Skye and her kids were stunned when they pulled up at the home.
She told the Sun Online: “When I first saw the house it was amazing because it’s just around the corner from my house. I really didn’t expect something like that to be so close. It’s crazy. The gates and everything just seemed a different kind of world.
“The kids were so happy. I’ve never seen their smiles so big in my life. They were amazed by it.”
Skye admitted on the original show that she sometimes struggled to put food on the table by the end of the week but says ‘Rich’ mum Belinda made sure they were well fed at the Orpington house.
She said: “My oldest daughter got a jacket and a top, the middle one got a T-shirt and tracksuit bottoms and my little man, Kareem, got a new jacket and a named brand tracksuit. They all got name brand clothes from JD Sports and other stores, so they were happy.”
She admitted that her financial situation was getting on top of her but, after seeing how the other half lives, she has now vowed to strive for more.
“I felt kind of sad because I went back to a normal Downham , where my kids can’t be kids and be happy,” she said.
“After seeing what it was like in the other house, where my kids were free, running up and down the garden with the dog and having so much fun, I thought ‘I’ve got to do something better than this. I’ve got to fix it.’
The experience was also eye-opening for Belinda, who found herself on familiar territory – on a council estate where she lived as a child.
She said: “Where Skye lives in Downham, I also lived from the age of two to four in an identical house so it didn’t feel massively different.
“The main difference was that I was conscious I didn’t see as many children out playing as I recall when I was little we were all in and out of each other’s gardens.
She also found the house where she was born and said: “It looked tiny. Funny, 46 years and you come full circle.

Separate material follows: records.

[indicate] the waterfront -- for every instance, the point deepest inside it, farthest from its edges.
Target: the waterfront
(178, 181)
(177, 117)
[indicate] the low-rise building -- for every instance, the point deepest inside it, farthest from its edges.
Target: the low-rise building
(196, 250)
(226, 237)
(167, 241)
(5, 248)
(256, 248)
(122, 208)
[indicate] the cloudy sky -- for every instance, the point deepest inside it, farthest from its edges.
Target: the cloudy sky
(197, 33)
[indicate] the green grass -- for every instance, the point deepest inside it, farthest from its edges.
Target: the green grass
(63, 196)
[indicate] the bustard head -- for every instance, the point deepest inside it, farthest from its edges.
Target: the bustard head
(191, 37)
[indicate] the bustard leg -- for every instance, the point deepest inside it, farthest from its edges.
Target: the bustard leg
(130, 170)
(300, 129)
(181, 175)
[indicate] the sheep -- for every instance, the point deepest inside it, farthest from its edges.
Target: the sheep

I never thought I’d end up where I am today.
“When I contacted the show I said ‘I don’t know if we’re the sort of people you want because we haven’t come from a privileged background at all.’
“As it turned out we were just five miles away from Skye but living in different worlds.”
Belinda and Matthew, who works in the City, both come from humble beginnings and met when they were working at Barings.
Now a designer Belinda, 46, says she has never forgotten her humble beginnings.
She told the Sun Online: “I grew up in council houses and I lived in three different council estates, so I’m always batting on to my children about the privilege of their lifestyle.
“I have big issues with things like clothes lying around on the floor because I never had the privilege of feeling so dismissive about things in life and I thought doing the show would be good for them.”